This lib is a fork of the upstream repo disclosed by EMQ Technologies Co., Ltd. GitHub/emqx

Wolff

Kafka's publisher. See why the name

How is it different from brod

More resilient to network and Kafka disturbances

With replayq_dir producer config set to a directory, wolff will queue pending messages on disk so it can survive from message loss in case of application, network or kafka disturbances.

In case of producer restart, messages queued on disk are replayed towards kafka, however, async callback functions are not evaluated upon acknowledgements received from kafka for replayed messages.

More flexible connection management

wolff provides per_partition and per_broker connection management strategy. In case of per_partition strategy, wolff establishes one TCP connection per-partition leader. brod however, only establishes connections per-broker, that is, if two partition leaders happen to reside on the same broker, they will have to share the same TCP connection.

There is still a lack of benchmarking to tell the difference of how performant per_partition is though.

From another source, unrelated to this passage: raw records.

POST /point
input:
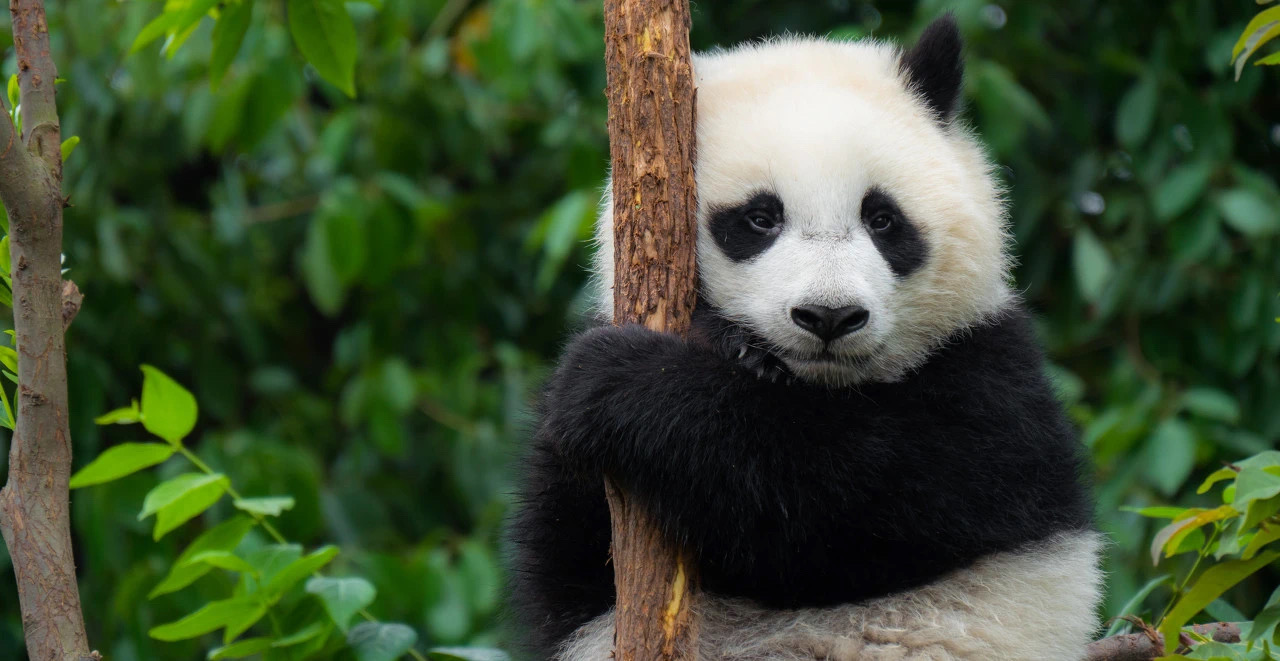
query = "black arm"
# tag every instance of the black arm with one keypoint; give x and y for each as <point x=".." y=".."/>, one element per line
<point x="799" y="495"/>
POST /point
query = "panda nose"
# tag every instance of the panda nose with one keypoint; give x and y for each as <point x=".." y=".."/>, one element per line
<point x="830" y="323"/>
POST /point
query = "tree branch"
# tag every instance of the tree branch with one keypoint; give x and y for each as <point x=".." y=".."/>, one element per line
<point x="1150" y="644"/>
<point x="650" y="95"/>
<point x="36" y="78"/>
<point x="33" y="504"/>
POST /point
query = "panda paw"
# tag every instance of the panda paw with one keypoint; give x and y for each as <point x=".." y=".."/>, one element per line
<point x="764" y="364"/>
<point x="741" y="347"/>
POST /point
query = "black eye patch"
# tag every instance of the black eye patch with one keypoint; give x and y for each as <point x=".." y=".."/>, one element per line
<point x="894" y="235"/>
<point x="746" y="229"/>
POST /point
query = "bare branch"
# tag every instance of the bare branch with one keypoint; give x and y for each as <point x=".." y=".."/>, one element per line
<point x="72" y="300"/>
<point x="650" y="95"/>
<point x="33" y="504"/>
<point x="36" y="78"/>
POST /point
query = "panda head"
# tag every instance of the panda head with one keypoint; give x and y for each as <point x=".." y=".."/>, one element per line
<point x="845" y="218"/>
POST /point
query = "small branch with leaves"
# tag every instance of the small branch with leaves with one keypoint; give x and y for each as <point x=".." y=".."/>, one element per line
<point x="274" y="577"/>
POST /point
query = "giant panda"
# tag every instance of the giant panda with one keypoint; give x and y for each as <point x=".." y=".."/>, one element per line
<point x="856" y="443"/>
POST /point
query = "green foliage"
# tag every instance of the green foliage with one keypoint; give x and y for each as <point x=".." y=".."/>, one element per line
<point x="1239" y="539"/>
<point x="1264" y="28"/>
<point x="269" y="574"/>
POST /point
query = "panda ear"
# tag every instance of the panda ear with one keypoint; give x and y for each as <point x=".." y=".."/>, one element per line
<point x="935" y="67"/>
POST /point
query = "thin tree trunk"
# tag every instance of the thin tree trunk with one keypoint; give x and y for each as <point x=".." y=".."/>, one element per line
<point x="650" y="92"/>
<point x="33" y="504"/>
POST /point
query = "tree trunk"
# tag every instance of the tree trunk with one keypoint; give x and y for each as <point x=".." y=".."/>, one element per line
<point x="33" y="504"/>
<point x="650" y="90"/>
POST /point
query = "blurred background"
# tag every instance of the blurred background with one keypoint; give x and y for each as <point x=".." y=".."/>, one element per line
<point x="365" y="293"/>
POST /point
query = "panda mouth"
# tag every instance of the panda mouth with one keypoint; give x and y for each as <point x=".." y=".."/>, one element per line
<point x="827" y="358"/>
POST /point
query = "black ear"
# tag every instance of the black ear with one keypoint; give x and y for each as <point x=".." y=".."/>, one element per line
<point x="935" y="67"/>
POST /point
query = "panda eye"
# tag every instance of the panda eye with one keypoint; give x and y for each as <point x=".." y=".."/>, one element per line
<point x="762" y="222"/>
<point x="881" y="222"/>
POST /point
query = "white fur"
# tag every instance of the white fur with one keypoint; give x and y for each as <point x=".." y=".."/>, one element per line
<point x="1019" y="606"/>
<point x="819" y="123"/>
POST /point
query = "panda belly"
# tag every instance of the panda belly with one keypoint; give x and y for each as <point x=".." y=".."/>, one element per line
<point x="1034" y="603"/>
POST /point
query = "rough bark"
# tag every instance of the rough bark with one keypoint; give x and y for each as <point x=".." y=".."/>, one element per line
<point x="650" y="91"/>
<point x="33" y="504"/>
<point x="1147" y="646"/>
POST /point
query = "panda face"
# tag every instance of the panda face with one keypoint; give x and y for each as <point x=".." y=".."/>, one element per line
<point x="844" y="218"/>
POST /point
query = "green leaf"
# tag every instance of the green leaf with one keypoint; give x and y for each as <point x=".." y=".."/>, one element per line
<point x="327" y="37"/>
<point x="69" y="146"/>
<point x="181" y="498"/>
<point x="159" y="26"/>
<point x="222" y="537"/>
<point x="1210" y="586"/>
<point x="241" y="648"/>
<point x="1137" y="112"/>
<point x="223" y="560"/>
<point x="119" y="461"/>
<point x="1211" y="404"/>
<point x="272" y="559"/>
<point x="9" y="358"/>
<point x="247" y="618"/>
<point x="298" y="570"/>
<point x="265" y="506"/>
<point x="1262" y="460"/>
<point x="380" y="641"/>
<point x="228" y="35"/>
<point x="1180" y="190"/>
<point x="1162" y="511"/>
<point x="1093" y="267"/>
<point x="466" y="653"/>
<point x="1169" y="537"/>
<point x="302" y="636"/>
<point x="1130" y="607"/>
<point x="1260" y="30"/>
<point x="173" y="489"/>
<point x="124" y="415"/>
<point x="187" y="507"/>
<point x="1255" y="483"/>
<point x="1265" y="537"/>
<point x="209" y="618"/>
<point x="1248" y="213"/>
<point x="168" y="409"/>
<point x="342" y="597"/>
<point x="1170" y="455"/>
<point x="1214" y="478"/>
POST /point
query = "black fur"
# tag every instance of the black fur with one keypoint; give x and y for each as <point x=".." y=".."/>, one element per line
<point x="901" y="245"/>
<point x="936" y="68"/>
<point x="784" y="492"/>
<point x="734" y="232"/>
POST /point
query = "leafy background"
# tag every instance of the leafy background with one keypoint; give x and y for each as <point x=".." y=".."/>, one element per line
<point x="362" y="293"/>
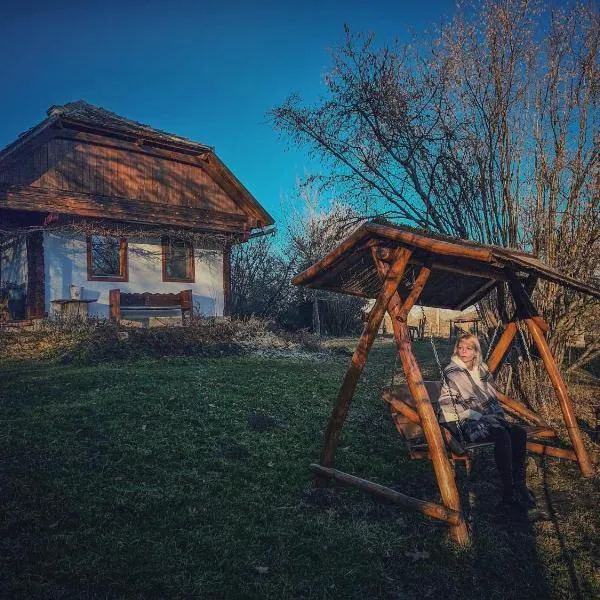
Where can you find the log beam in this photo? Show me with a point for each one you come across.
(538, 448)
(520, 409)
(431, 509)
(566, 406)
(502, 346)
(528, 312)
(431, 428)
(359, 358)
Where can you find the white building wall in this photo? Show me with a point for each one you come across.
(13, 261)
(65, 259)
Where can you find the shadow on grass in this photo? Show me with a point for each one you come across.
(189, 478)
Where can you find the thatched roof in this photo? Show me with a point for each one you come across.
(463, 272)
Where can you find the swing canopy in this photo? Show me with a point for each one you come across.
(462, 272)
(400, 266)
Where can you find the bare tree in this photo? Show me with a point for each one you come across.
(260, 279)
(311, 234)
(487, 131)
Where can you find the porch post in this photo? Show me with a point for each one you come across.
(36, 297)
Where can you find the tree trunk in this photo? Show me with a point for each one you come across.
(316, 317)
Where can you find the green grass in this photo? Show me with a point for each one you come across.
(167, 479)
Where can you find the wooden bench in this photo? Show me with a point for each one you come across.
(123, 303)
(407, 422)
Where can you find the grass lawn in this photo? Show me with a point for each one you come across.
(187, 478)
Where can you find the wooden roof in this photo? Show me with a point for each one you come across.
(204, 186)
(463, 272)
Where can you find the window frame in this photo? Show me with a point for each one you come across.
(123, 266)
(190, 263)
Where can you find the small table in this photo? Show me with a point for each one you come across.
(70, 309)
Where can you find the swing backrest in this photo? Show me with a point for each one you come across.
(404, 425)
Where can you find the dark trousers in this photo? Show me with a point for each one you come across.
(510, 452)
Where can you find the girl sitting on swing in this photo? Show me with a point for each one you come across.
(469, 409)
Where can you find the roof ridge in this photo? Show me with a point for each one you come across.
(83, 111)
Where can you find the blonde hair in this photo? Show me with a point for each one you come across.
(474, 340)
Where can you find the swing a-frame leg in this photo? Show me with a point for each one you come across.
(450, 512)
(527, 313)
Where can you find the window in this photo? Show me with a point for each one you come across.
(107, 258)
(178, 261)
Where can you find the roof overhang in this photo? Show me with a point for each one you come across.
(462, 272)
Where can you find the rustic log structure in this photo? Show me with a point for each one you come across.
(84, 162)
(399, 267)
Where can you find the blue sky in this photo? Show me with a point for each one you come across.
(207, 71)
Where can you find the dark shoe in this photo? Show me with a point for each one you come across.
(513, 502)
(524, 494)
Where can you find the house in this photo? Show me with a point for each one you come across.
(97, 201)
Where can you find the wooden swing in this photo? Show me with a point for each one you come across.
(398, 267)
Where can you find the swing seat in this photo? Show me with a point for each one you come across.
(406, 420)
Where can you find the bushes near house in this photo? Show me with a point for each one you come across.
(89, 341)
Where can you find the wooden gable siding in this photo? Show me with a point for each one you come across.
(82, 167)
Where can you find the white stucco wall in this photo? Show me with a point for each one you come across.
(13, 261)
(65, 260)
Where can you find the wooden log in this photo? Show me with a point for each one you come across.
(520, 409)
(359, 358)
(431, 245)
(585, 464)
(428, 421)
(431, 428)
(431, 509)
(538, 432)
(538, 448)
(502, 346)
(415, 292)
(402, 407)
(36, 286)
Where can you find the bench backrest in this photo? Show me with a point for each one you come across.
(151, 300)
(409, 429)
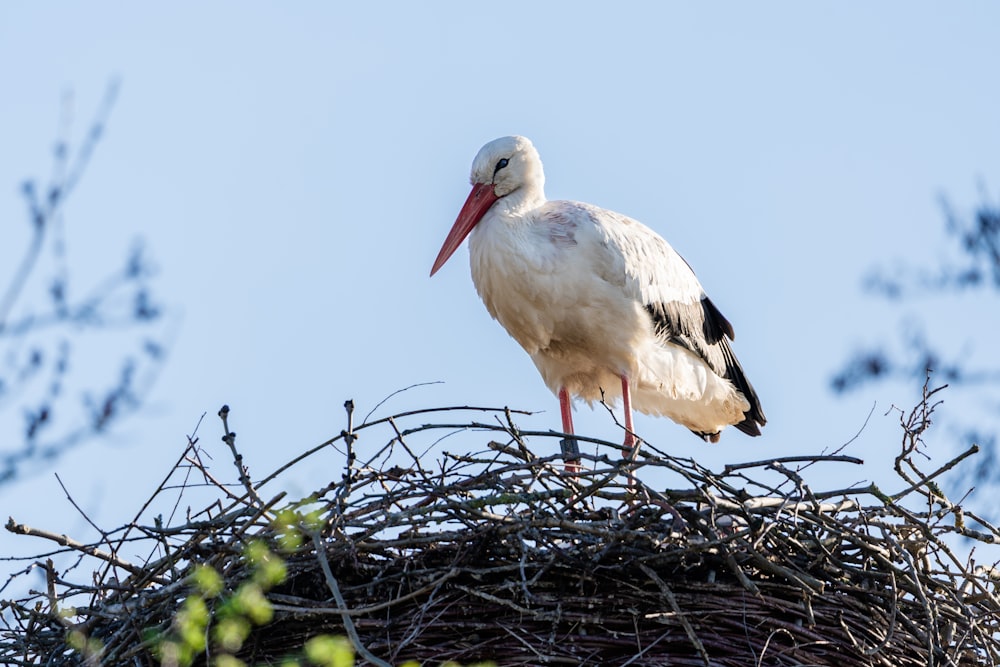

Auto partition count refresh

wolff periodically refreshes topic metata to discover partition increase and automatically rebalance the partitioner.

Example Code

Sync Produce

application:ensure_all_started(wolff).
ClientCfg = #{}.
{ok, Client} = wolff:ensure_supervised_client(<<"client-1">>, [{"localhost", 9092}], ClientCfg).
ProducerCfg = #{replayq_dir => "/tmp/wolff-replayq-1"}.
{ok, Producers} = wolff:start_producers(Client, <<"test-topic">>, ProducerCfg).
Msg = #{key => <<"key">>, value => <<"value">>}.
{Partition, BaseOffset} = wolff:send_sync(Producers, [Msg], 3000).
io:format(user, "\nmessage produced to partition ~p at offset ~p\n",
          [Partition, BaseOffset]).
ok = wolff:stop_producers(Producers).
ok = wolff:stop_client(Client).

If you want to use more than one producer pointing to the same topic, be sure to define an unique alias for each one to avoid clashes.

Topic = <<"test-topic">>.
{ok, Producers1} = wolff:start_producers(Client, Topic, ProducerCfg#{alias => <<"a1">>}).
{ok, Producers2} = wolff:start_producers(Client, Topic, ProducerCfg#{alias => <<"a2">>}).

Async Produce with Callback

application:ensure_all_started(wolff).
ClientCfg = #{}.
{ok, Client} = wolff:ensure_supervised_client(<<"client-2">>, [{"localhost", 9092}], ClientCfg).
ProducerCfg = #{replayq_dir => "/tmp/wolff-replayq-2"}.
{ok, Producers} = wolff:start_producers(Client, <<"test-topic">>, ProducerCfg).
Msg = #{headers => [{<<"foo">>, <<"bar">>}], key => <<"key">>, value => <<"value">>}.
Self = self().
AckFun = fun(Partition, BaseOffset) ->
            io:format(user, "\nmessage produced to partition ~p at offset ~p\n",
                      [Partition, BaseOffset]),
            ok
         end.
wolff:send(Producers, [Msg], AckFun).

For upgrade safety, it's recommended to avoid using anonymous function as ack callback. In production code, the caller should provide a {fun module:handle_ack/3, [ExtraArg]} for AckFun. The handle_ack function should expect first two args as Partition and BaseOffset, and the third arg ExtraArg is served back to the caller. For example.

-export([handle_ack/3]).

send(...) ->
  wolff:send(Producers, Messages, {fun ?MODULE/handle_ack, [self()]}).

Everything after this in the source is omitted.